Food prices in the drought spotlight
The World Bank is urging nations not to follow Russia's lead with an export ban – saying there is unlikely to be a global re-run of the 2008 food crisis.
Global grain markets factored in drought and fires in Russia, with heavy rains in Europe, to push wheat prices as high as 8 dollars 68 a bushel as Vladimir Putin moved to implement a grain export ban.
The move to protect domestic consumers first is one that the World Bank is urging other nations not to follow – for fears it could renew global food fears.
Despite this, economists such as Karen Ward, Chief Global Economist at HSBC, say that a rerun of the food price scare – which pushed wheat as high as $13.49 in February 2008 is unlikely with demand and supply factors different now.
“In 2007 and 2008, across all the range of commodities, stocks were very low, and we also had very different global demand conditions. The global economy, largely because of emerging markets, were incredibly buoyant. So we had very low supply, very strong demand, and that gave you that combination of rising commodity prices across the whole range of foodstuffs. This time around supply is much better, and obviously, given the financial crisis, globally demand is a lot weaker. So we haven’t got that imbalance between demand and supply that we had over the period in 2007.”
Even with a better supply demand balance globally, the 2008 experience – which saw food riots in Africa and Asia – has governments wary of the role speculation plays in global prices and very sensitive about the need to protect their constituents.

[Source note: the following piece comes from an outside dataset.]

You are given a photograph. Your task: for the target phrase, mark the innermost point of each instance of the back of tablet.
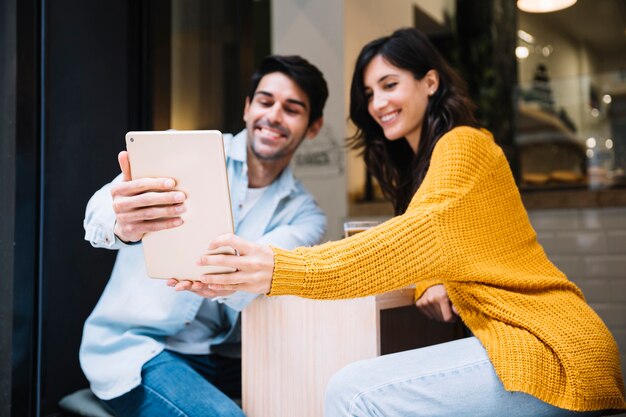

In Russia the government is likely to look for market solutions, unlike 2008 where a price freeze on specific items had a muted effect, according to Sergey Moiseev, Economic Centre Director of the Finance Institute.
“I don't dismiss the possibility of a top limit for prices on crucial food items like bread, butter, milk. The effect of these measures is very limited. That's why there will be no limit for the wide range of goods, due to the fact that 2 years ago when those goods disappeared from shelves, and when prices were unfrozen the prices rebounded.”
Food price inflation is also a key driver of wider inflationary expectations, and Russia has just proven a long term record low inflation rate of 5.5% in July.
The government will be keen to avoid seeing rising food prices play a part in resurrecting the long term economic issue.
However the market backdrop for the short to medium term means it will need to avoid its scaring market signals for agricultural producers and investors – as well as consumers – while setting a path to Russia's longer term agricultural potential.